BookmarkSubscribeRSS Feed
🔒 This topic is solved and locked. Need further help from the community? Please sign in and ask a new question.
fordcr2
Obsidian | Level 7

Hello, 

 

I need help parsing out this string variable into something usable: 

 

Mon Mar 25 2019 17:46:55 GMT+0000 (Coordinated Universal Time)

 

I do not need anything after 17:46:55, so I only really need the Mar 25 2019 and the 17:46:55 parts of this string. I would like this conversion to be in some kind of loop, as this will need to be done >200 times. 

 

Thanks!!

1 ACCEPTED SOLUTION

Accepted Solutions
Kurt_Bremser
Super User

See this:

data have;
input invar $80.;
datalines;
Mon Mar 25 2019 17:46:55 GMT+0000 (Coordinated Universal Time)
Mon Mar 11 2019 19:27:44 GMT+0000 (Coordinated Universal Time)
Mon Mar 11 2019 19:28:29 GMT+0000 (Coordinated Universal Time)
;
run;

data want;
set have;
datestr = scan(invar,3) !! scan(invar,2) !! scan(invar,4);
dtvar = input(datestr,date9.);
timevar = input(scan(invar,5),time8.);
format dtvar date9. timevar time8.;
run;

I use invar in my example dataset as column name. If your column is named differently, just replace "invar" with your column name.

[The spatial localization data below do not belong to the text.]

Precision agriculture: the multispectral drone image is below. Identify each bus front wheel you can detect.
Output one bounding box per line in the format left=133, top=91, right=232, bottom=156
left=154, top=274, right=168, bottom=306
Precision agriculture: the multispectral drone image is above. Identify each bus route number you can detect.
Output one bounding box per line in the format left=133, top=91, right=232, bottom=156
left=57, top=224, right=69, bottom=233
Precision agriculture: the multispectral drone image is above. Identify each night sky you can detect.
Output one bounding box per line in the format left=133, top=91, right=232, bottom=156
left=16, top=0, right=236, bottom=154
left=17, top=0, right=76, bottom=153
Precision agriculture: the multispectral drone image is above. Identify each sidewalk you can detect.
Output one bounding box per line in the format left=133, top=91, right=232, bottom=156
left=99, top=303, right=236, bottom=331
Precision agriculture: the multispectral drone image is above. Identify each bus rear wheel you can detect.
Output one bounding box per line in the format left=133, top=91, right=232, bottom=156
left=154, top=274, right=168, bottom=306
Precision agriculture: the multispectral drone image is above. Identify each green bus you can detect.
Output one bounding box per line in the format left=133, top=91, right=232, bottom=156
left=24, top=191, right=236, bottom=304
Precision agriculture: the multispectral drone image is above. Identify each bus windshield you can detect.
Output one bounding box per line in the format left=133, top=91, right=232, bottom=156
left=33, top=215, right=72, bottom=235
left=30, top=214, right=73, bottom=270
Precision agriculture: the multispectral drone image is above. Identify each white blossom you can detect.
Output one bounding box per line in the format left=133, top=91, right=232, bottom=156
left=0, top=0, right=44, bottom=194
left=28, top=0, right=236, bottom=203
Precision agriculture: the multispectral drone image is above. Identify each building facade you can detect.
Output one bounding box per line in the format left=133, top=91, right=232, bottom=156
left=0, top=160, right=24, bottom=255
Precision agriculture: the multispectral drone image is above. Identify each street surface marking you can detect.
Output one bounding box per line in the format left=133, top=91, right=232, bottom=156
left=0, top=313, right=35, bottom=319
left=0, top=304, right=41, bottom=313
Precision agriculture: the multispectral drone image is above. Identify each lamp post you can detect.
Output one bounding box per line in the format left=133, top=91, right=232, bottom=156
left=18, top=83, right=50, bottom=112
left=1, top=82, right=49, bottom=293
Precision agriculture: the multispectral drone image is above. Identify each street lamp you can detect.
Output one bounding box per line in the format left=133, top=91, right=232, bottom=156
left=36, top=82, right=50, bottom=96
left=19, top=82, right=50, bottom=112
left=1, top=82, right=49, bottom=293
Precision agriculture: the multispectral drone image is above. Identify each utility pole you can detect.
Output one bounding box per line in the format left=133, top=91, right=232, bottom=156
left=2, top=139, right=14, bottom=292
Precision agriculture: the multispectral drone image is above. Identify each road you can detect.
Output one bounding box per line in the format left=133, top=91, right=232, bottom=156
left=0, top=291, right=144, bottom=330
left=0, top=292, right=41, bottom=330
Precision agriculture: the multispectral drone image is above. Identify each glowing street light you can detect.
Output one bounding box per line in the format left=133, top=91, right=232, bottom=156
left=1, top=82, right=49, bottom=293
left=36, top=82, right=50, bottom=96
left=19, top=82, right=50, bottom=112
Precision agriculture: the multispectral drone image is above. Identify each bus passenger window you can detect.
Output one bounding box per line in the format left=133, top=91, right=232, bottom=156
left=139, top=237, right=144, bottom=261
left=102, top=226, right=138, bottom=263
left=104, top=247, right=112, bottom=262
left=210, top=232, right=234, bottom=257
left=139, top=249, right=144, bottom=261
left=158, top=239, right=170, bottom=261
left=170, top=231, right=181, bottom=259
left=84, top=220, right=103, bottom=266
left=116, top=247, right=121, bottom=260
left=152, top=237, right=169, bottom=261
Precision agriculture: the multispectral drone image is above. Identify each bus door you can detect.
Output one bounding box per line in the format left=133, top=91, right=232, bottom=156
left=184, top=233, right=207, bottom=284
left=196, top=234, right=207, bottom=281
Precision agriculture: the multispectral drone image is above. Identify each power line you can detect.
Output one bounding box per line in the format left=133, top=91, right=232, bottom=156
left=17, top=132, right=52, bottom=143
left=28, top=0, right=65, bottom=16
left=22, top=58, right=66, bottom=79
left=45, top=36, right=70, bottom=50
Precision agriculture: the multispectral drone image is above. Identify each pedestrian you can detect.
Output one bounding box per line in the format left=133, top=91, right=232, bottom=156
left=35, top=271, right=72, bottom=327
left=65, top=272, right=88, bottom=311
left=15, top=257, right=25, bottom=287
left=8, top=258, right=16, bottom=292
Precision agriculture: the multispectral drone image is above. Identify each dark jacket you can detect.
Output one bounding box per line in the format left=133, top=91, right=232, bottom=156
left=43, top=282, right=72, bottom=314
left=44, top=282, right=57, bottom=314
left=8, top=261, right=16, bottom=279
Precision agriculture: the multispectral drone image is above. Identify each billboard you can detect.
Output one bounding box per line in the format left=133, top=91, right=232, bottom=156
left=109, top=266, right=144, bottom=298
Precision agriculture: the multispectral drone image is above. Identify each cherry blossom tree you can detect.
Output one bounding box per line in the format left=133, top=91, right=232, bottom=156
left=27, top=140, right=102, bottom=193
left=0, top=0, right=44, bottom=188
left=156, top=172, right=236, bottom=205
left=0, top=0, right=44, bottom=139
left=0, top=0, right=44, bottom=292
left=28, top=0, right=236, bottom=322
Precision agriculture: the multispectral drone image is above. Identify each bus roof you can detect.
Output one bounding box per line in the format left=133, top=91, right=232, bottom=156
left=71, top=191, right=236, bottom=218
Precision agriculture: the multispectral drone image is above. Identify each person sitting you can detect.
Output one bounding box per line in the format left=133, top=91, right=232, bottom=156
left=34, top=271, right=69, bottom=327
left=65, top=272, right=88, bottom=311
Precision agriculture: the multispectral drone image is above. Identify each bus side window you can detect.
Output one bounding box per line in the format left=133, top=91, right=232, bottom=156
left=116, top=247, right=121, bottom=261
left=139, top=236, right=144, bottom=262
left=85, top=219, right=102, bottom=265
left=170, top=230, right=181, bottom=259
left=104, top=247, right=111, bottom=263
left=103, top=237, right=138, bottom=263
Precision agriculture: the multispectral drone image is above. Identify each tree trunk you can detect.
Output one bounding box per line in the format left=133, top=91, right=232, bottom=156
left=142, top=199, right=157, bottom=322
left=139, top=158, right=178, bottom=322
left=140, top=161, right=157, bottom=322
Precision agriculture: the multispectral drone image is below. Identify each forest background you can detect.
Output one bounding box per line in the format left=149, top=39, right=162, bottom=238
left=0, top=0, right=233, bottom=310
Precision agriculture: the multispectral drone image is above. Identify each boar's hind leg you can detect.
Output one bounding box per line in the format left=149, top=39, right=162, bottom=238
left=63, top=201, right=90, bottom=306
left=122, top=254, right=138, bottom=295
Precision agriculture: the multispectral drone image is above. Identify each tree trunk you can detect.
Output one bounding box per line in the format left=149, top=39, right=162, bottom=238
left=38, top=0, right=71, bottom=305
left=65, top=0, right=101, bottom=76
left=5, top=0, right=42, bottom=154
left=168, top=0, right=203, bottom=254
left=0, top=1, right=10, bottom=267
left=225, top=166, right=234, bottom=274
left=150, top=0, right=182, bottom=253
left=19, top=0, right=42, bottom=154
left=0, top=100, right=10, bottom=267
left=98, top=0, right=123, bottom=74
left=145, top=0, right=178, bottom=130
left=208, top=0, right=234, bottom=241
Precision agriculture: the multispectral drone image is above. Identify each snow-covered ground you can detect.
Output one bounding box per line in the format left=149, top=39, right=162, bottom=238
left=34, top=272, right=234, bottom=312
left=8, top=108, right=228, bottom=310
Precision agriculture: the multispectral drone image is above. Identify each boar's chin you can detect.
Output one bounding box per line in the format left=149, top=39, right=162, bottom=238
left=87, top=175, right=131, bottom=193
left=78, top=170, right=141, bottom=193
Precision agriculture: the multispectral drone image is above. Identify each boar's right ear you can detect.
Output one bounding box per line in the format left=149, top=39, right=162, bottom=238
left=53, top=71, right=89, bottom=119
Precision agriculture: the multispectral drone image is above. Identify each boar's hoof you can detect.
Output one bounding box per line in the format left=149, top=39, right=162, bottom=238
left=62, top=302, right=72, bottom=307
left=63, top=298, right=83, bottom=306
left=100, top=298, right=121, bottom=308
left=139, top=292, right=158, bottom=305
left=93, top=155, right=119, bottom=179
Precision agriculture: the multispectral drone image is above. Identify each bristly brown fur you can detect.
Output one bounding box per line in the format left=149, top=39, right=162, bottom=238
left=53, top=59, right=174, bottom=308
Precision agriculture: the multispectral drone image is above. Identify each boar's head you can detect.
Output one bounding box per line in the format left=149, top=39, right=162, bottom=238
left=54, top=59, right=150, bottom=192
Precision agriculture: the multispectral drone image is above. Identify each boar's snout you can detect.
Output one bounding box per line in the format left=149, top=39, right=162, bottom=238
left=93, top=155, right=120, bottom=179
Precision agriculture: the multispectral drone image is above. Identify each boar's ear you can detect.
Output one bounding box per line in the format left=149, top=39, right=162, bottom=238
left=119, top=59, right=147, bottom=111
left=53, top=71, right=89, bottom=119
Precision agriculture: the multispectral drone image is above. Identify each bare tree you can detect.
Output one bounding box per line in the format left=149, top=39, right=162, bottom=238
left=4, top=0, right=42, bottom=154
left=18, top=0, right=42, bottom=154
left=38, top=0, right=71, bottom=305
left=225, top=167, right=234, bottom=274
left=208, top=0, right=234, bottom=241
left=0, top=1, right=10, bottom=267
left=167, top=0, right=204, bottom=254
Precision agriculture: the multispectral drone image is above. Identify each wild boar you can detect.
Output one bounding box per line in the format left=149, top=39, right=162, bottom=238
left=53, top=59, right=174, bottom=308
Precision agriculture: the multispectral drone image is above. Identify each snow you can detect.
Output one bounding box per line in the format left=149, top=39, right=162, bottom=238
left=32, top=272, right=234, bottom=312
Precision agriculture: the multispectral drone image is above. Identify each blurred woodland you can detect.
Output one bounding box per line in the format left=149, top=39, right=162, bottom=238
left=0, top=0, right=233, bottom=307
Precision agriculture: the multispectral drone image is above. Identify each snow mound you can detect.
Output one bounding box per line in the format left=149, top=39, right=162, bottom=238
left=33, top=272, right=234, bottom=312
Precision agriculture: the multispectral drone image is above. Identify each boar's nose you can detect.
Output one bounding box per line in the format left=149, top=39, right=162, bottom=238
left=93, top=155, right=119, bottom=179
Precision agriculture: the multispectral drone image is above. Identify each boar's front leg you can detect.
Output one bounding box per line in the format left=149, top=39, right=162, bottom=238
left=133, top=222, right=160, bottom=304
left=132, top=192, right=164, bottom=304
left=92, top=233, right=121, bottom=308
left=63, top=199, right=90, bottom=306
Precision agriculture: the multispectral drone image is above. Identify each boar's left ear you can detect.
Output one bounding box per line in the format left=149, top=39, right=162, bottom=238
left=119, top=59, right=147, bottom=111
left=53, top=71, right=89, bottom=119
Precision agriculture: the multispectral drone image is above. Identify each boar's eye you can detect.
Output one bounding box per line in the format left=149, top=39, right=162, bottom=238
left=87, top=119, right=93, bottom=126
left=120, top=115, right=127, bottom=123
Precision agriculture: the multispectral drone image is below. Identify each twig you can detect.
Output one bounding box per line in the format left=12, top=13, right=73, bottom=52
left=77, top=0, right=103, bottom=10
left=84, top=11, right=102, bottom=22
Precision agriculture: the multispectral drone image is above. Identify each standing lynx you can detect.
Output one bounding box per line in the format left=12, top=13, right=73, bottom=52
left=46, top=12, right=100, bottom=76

View solution in original post

9 REPLIES 9
andreas_lds
Jade | Level 19

A loop is required if you have multiple variables containing those strings. If you have multiple observations, you don't need to write a loop, because a data step is iterating automatically.

 

Can you post some more examples in usable form (data step with datalines)?

 

It could be a good idea to create one datetime-variable, but this depends on the way you want to use the extracted information.

fordcr2
Obsidian | Level 7

Hi thank you for the clarification. You are correct - it is just one variable with multiple observations. 

 

The variable name is Regimen_Date and here are some more examples of what the data looks like. All observations come in in this format as well. 

 

Mon Mar 25 2019 17:46:55 GMT+0000 (Coordinated Universal Time)

Mon Mar 11 2019 19:27:44 GMT+0000 (Coordinated Universal Time)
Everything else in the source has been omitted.